Hoje meu Pai já chegou onde lhe foi prometido por Cristo, tenho certeza disto!... Quando vesti seu corpo, há seis anos atrás, corpo onde ele já não estava, para colocá-lo na sepultura, os calos nos joelhos continuavam lá... duros como cascos de cavalo. Eu sei que, em vida, muito lhe doíam, só que ninguém o ouvia queixar-se. Aquele homem com mais de 80 anos só parou de orar ajoelhado quando foi para a U.T.I.. E lá orava por ele, pelos outros doentes, pelos médicos e enfermeiras e por nós, para que nos mantivéssemos firmes na fé! Meu pai acreditava que a "imortalidade é pessoal e consciente! Não perderemos nossa identidade! CONTINUAREMOS AMANDO E SENDO AMADOS E CONTINUAREMOS ORANDO SEMPRE! E, UM DIA, QUANDO DEUS DETERMINAR, TODOS NOS ENCONTRAREMOS OUTRA VEZ!"...
Segundo o médico que o atendeu na hora extrema, suas últimas palavras foram: 'Obrigado, Doutor! Pai, nas tuas mãos entrego meu espírito!' - E o médico nos contou isto e chorou...Disse que nunca havia visto alguém partir assim, em tanta paz...

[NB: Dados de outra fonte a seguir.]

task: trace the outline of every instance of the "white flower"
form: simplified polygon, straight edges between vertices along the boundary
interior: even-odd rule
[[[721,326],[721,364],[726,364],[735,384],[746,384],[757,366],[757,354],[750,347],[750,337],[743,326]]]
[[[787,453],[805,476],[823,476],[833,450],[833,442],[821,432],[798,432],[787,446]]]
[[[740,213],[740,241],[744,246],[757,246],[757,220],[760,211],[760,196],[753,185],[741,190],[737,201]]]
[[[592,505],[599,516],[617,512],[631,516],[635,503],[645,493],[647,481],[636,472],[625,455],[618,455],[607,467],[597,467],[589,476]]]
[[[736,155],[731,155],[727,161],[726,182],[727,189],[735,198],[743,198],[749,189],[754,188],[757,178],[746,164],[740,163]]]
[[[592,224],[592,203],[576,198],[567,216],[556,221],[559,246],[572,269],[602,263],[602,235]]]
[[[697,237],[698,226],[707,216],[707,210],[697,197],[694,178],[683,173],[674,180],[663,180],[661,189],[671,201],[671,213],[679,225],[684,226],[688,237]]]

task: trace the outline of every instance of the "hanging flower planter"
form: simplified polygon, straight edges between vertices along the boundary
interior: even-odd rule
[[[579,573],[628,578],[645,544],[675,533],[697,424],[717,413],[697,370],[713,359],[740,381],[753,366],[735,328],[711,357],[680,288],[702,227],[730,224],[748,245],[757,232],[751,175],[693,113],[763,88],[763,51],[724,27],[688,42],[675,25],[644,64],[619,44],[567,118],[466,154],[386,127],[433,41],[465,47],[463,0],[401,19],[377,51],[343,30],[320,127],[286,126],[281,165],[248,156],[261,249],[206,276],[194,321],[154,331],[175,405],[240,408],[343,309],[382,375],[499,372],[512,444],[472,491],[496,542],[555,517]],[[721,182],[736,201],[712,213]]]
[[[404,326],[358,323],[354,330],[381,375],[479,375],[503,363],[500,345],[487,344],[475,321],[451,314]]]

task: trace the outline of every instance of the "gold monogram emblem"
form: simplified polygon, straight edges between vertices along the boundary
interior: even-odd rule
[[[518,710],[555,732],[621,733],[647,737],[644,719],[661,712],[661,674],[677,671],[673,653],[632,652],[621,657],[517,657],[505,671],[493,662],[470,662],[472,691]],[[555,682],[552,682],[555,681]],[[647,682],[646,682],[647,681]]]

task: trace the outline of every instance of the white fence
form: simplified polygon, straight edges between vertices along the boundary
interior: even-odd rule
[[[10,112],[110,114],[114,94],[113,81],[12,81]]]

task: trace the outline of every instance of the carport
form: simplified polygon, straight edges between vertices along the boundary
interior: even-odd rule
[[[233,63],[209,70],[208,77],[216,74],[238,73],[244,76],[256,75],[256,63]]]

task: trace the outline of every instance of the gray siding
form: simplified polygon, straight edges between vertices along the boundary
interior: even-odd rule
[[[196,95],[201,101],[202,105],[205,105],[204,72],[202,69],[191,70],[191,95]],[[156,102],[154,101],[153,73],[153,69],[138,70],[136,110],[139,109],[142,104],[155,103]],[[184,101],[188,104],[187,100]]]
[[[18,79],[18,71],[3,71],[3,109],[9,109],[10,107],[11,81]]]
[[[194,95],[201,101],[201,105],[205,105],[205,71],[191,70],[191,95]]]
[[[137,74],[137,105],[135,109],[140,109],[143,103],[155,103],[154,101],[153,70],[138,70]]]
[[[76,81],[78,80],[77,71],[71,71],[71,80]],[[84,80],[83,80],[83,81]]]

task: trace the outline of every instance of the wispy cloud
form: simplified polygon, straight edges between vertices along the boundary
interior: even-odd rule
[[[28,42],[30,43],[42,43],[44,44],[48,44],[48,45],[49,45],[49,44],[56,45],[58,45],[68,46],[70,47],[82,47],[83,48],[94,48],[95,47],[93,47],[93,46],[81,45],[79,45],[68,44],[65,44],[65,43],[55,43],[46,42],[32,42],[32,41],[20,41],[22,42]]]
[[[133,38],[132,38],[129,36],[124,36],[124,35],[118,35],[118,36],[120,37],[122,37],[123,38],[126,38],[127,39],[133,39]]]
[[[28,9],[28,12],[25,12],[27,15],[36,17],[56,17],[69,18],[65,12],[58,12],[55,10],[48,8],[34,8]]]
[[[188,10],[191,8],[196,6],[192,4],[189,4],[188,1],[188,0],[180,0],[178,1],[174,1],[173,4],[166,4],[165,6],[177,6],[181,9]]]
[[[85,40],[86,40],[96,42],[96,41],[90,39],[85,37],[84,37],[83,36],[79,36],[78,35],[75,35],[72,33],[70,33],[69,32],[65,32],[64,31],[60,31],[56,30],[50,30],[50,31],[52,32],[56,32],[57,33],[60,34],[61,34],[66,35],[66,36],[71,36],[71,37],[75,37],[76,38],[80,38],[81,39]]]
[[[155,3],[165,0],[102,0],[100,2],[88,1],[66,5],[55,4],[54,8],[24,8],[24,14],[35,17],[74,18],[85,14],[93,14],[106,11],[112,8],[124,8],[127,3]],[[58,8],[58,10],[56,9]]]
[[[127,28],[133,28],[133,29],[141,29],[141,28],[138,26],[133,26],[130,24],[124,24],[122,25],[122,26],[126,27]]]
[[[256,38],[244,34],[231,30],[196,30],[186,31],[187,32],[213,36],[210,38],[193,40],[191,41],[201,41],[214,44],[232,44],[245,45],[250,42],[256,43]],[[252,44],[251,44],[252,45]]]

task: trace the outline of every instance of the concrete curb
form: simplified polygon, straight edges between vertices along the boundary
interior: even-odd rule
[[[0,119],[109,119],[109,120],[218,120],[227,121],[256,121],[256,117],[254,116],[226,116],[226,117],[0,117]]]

Eu sei que ele “foi chamar o seu Deus para que nos viesse ajudar agora...” e SEI que “Deus o guardou para sempre consigo!...”
Pai, obrigada por teu exemplo luminoso e tua fé!... Dá-nos a graça de imitarmos os teus passos, porque tu sempre questionavas: "Em meus passos, em meu lugar, o que faria Jesus?..." Obrigada pelos calos dos teus joelhos! Feios calos...mas para nós eternamente lindos!